A solution is prepared containing 450 grams of NaI in 2000 grams of an unknown solvent. The mixture is stirred until the NaI has dissolved completely. What is the molality of this solution?

Can someone work this for me?

Thanks.

Molality = moles of solute/Kg of slovent

Moles of NaI = (450g) *(1mol/150g) = 3mols
Kg of Solvent = 2kg

Molality = 3mols/2kg or 1.5m

 

[matth87]

thanks

 

[inaccensa]

Molality = moles of solute/Kg of slovent

Moles of NaI = (450g) *(1mol/150g) = 3mols
Kg of Solvent = 2kg

Molality = 3mols/2kg or 1.5m

Since, NaI has dissolved, doesn't that imply that it dissociated?

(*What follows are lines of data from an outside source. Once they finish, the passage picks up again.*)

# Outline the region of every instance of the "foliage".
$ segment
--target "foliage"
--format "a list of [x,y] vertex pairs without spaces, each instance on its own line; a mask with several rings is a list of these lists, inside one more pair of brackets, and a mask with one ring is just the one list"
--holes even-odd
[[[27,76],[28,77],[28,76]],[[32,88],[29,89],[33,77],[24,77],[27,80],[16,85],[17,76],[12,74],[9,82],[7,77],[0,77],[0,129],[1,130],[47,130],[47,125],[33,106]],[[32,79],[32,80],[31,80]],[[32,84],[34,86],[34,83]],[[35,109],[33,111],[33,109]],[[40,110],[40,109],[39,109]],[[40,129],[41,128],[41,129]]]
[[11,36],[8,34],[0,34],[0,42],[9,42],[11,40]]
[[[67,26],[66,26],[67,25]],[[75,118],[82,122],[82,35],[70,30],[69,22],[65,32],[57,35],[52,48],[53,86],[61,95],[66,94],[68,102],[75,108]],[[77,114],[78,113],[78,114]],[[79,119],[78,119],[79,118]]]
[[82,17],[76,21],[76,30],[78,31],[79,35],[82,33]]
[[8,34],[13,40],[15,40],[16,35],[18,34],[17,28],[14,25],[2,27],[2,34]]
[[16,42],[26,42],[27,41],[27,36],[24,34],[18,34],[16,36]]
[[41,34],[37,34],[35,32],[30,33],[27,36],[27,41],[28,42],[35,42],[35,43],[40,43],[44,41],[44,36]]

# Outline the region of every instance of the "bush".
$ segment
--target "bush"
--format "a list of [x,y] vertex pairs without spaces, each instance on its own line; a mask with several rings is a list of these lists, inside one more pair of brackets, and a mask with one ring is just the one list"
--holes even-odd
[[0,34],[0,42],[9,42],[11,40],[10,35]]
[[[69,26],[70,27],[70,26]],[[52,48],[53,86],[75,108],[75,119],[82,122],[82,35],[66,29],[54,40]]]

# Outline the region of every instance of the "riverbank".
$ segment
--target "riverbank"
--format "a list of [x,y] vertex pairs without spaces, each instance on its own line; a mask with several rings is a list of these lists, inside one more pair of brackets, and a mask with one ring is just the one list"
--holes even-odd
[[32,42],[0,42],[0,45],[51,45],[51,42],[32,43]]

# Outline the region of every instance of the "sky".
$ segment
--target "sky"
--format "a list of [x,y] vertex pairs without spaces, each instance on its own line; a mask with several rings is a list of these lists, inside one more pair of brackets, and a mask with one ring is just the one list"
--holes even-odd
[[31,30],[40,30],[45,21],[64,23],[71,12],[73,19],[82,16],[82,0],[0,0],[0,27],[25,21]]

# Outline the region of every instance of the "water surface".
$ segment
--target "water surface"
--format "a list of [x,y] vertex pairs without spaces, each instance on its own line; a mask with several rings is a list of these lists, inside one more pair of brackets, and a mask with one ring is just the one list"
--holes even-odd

Then the molality should be 3 rt?

 

[crazybob]

Since, NaI has dissolved, doesn't that imply that it dissociated? Then the molality should be 3 rt?

1.5 m Na+ and 1.5 m I-

 

[wanderer]

!

 

[inaccensa]

1.5 m Na+ and 1.5 m I-

so it is 3m rt

 

[crazybob]

so it is 3m rt

why would it be 3 m? you have 450 grams of NaI (150 grams/mol) so 3 moles of NaI. NaI is the solute. you have 2000 grams of an unknown solvent. that's 2 kg of solvent.

molality is the ratio of moles of solute per kilogram of solvent. so 3 moles of NaI for 2 kilogram of solvent, which is 1.5 m.

if NaI dissociates completely, you have 3 moles of Na+ and 3 moles of I-. if you calculate molality with that, you get 1.5 m Na+ and 1.5 m I-. you cannot add the two together, because they would be for different solutes.